An empty bench overlooking the reservoir. Ice and snow have stilled the water. In the far distance the Rocky Mountains fade in the distance. I spend many hours along the shore of below this bench and further to the west where the flatlands spread as the Elbow River enters. In the springtime the water level is kept low to allow birds and waterfowl to nest. Although in warmer weather the parkland that runs along the northern shore of the reservoir is frequently bursting with couples, families, children, reunions and other large group activities, I prefer to pick my way along the water’s edge. I meet few others, mostly birdwatchers and photographers with ungainly long telephoto lenses hanging off their camera bodies.

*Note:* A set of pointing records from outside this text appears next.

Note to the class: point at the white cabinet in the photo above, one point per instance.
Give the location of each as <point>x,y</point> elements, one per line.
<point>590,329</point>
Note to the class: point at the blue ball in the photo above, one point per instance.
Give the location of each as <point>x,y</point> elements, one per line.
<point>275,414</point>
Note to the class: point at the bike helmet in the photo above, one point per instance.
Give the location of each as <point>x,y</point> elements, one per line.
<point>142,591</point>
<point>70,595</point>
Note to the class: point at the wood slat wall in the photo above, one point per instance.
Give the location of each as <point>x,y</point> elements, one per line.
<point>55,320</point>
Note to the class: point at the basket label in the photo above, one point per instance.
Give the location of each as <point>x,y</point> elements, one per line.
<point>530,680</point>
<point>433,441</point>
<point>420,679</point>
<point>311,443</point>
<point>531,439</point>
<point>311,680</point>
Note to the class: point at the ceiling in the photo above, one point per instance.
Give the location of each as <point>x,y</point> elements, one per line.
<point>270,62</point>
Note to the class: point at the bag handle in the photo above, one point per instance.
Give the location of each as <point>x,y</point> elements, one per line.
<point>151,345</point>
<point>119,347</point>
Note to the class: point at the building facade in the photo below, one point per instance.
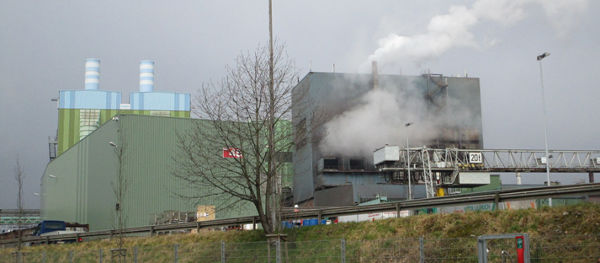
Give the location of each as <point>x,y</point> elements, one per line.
<point>449,105</point>
<point>82,111</point>
<point>78,186</point>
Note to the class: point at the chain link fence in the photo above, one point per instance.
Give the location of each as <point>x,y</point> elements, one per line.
<point>559,248</point>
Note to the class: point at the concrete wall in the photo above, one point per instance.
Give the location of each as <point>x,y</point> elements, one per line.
<point>320,97</point>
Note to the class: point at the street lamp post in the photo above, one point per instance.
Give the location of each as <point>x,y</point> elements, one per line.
<point>408,161</point>
<point>539,59</point>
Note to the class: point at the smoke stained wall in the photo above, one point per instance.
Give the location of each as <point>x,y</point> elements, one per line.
<point>345,118</point>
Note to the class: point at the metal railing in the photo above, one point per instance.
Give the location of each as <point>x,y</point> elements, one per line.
<point>494,196</point>
<point>502,160</point>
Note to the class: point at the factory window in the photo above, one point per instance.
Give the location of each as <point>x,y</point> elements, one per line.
<point>89,120</point>
<point>330,163</point>
<point>357,164</point>
<point>163,113</point>
<point>283,157</point>
<point>300,133</point>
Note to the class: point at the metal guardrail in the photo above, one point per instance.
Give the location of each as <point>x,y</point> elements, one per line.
<point>493,196</point>
<point>503,160</point>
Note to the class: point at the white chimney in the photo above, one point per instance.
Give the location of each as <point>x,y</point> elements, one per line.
<point>146,76</point>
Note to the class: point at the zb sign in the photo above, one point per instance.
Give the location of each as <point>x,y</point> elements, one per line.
<point>475,158</point>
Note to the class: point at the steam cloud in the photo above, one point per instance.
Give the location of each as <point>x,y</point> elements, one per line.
<point>380,119</point>
<point>453,29</point>
<point>380,116</point>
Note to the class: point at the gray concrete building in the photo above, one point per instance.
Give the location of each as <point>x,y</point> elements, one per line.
<point>339,119</point>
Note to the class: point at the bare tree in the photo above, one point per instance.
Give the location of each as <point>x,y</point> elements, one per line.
<point>19,175</point>
<point>119,187</point>
<point>236,153</point>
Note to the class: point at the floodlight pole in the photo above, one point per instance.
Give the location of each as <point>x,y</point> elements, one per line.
<point>408,161</point>
<point>539,58</point>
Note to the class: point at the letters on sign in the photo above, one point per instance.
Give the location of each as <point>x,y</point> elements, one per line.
<point>475,158</point>
<point>232,153</point>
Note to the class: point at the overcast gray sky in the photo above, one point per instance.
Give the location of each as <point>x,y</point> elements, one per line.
<point>43,45</point>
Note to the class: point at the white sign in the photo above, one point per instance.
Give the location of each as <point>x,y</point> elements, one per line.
<point>475,158</point>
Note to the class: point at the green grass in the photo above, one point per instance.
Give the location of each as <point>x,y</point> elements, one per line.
<point>365,240</point>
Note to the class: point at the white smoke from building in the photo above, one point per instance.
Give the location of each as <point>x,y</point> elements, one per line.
<point>380,116</point>
<point>454,29</point>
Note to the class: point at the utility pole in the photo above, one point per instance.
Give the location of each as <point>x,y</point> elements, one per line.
<point>408,162</point>
<point>539,58</point>
<point>272,173</point>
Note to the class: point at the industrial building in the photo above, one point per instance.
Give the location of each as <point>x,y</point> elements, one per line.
<point>321,98</point>
<point>82,111</point>
<point>78,185</point>
<point>100,140</point>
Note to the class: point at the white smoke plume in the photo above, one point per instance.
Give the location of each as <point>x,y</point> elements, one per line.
<point>454,29</point>
<point>380,117</point>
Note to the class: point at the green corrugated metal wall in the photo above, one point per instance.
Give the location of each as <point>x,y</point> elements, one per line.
<point>82,191</point>
<point>68,123</point>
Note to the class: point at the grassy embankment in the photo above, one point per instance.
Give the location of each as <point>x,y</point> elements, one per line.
<point>575,222</point>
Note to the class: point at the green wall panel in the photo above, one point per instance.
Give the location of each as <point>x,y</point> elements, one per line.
<point>82,190</point>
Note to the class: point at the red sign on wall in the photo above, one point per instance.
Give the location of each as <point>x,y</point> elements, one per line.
<point>232,153</point>
<point>520,249</point>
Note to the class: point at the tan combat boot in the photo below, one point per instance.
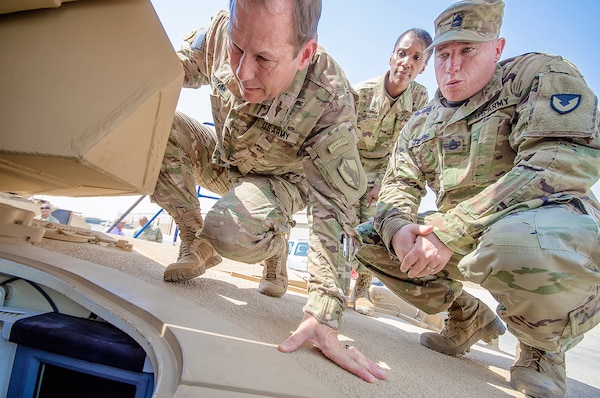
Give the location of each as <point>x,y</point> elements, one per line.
<point>360,295</point>
<point>195,254</point>
<point>274,280</point>
<point>538,373</point>
<point>469,320</point>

I prefer a wide angle perspective, capturing the vista but keeping the details and any people in it reduced to a comfortable manageable size.

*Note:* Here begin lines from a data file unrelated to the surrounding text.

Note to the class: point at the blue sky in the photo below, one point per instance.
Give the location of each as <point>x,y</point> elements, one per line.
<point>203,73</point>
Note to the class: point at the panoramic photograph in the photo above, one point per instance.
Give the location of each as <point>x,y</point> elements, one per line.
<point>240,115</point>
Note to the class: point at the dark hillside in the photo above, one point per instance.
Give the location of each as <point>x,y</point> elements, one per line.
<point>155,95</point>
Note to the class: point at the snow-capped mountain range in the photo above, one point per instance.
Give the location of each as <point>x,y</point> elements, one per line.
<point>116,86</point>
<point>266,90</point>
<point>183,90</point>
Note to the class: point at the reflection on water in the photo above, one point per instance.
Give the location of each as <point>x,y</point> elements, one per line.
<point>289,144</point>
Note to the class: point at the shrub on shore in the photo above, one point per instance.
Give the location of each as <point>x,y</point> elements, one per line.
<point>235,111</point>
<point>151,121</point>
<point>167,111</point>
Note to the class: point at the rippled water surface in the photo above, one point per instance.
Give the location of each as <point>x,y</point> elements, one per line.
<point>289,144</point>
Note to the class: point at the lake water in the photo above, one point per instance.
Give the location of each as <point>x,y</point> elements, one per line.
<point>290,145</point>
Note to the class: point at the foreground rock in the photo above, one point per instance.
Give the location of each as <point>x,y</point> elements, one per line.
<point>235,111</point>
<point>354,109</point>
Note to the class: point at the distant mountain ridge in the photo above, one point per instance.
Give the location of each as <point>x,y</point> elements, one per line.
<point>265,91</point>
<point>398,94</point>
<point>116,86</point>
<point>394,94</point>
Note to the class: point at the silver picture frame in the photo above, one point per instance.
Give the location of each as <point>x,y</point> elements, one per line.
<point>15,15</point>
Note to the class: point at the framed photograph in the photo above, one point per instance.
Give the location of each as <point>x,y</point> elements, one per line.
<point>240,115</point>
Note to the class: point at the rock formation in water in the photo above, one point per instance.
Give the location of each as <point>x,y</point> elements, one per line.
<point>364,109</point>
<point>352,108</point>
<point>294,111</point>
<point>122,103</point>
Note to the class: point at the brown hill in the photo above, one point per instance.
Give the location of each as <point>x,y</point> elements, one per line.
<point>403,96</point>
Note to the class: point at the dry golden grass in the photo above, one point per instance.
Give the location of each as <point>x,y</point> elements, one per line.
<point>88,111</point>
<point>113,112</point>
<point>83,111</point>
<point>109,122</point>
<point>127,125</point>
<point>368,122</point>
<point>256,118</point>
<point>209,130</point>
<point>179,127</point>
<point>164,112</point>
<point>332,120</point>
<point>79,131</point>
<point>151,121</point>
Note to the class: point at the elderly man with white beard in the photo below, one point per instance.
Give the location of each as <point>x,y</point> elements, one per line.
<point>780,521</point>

And I wonder why I feel so alienated and alone? I realize that the roots of that feeling run deep and cannot be divorced from an intense sense of being different at an early age, fractured through the prism of living with a mood disorder. But I have also become an expert at engaging with a wide range of people at a superficial level. In recent years I framed it in terms of maintaining a professional distance from clients and co-workers.

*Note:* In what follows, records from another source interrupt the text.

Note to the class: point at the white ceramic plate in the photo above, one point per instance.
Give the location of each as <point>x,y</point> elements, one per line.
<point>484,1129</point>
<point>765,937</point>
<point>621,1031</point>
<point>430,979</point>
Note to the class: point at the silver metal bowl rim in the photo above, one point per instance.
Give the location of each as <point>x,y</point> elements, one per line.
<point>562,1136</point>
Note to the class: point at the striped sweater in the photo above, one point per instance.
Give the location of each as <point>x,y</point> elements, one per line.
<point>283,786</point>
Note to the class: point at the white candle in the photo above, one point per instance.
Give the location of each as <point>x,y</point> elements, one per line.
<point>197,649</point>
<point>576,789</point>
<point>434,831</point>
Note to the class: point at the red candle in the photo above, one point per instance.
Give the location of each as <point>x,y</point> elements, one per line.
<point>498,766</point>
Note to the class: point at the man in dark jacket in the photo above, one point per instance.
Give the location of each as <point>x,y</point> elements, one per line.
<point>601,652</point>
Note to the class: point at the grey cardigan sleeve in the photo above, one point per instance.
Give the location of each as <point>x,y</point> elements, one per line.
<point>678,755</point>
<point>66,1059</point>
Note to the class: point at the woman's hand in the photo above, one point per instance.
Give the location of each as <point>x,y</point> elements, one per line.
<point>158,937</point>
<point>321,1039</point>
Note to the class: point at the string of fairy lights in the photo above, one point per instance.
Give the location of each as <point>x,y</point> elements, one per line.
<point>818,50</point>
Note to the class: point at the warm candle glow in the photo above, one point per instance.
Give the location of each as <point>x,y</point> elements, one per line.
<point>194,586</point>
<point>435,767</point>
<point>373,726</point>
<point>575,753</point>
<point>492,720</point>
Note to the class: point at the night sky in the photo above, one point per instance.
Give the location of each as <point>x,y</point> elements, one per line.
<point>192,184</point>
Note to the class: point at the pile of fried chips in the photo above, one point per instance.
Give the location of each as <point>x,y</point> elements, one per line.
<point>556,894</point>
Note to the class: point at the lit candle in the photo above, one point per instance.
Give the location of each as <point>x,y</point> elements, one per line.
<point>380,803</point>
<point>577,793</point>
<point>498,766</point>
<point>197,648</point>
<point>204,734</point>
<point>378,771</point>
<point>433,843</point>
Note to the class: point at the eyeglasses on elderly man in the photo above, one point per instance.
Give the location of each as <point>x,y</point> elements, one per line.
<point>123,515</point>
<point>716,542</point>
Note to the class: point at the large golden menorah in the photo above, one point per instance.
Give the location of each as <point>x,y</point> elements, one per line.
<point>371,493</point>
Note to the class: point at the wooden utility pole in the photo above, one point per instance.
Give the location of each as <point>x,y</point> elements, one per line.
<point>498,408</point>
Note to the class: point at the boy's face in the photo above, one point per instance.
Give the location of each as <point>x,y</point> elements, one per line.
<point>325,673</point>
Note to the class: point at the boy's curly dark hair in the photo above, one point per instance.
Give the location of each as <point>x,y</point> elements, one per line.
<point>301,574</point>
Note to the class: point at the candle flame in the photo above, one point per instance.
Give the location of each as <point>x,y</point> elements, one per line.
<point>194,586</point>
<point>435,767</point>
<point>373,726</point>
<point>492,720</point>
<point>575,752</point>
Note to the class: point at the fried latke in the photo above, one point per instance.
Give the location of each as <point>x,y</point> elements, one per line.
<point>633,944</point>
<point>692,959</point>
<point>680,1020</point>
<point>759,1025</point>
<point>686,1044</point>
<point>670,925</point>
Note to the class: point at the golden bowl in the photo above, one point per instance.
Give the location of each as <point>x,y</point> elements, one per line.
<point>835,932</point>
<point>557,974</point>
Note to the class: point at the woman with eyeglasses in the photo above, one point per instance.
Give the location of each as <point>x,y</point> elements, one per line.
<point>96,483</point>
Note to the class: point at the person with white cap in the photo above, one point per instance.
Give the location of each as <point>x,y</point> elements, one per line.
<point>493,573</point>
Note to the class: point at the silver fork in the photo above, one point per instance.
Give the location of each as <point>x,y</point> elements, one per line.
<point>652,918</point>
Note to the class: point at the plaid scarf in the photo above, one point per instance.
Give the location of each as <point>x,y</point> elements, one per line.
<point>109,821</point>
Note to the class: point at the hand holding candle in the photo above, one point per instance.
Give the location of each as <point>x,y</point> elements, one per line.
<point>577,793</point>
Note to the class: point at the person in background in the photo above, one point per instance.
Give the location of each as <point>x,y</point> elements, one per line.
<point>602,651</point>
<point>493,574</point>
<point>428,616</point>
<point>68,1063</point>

Some have speculated that this sense of alienation is essential to the artistic vision. Colin Wilson’s The Outsider was a popular formulation of this notion, of much interest and mystique to me and my friends back when we thought we knew everything. Much more recently I sensed this essential detachment from others contrasted with a deep affection for place in Orhan Pamuk’s Istanbul.

So what can I draw from a landscape like this? A space I can return to throughout the year and always see anew?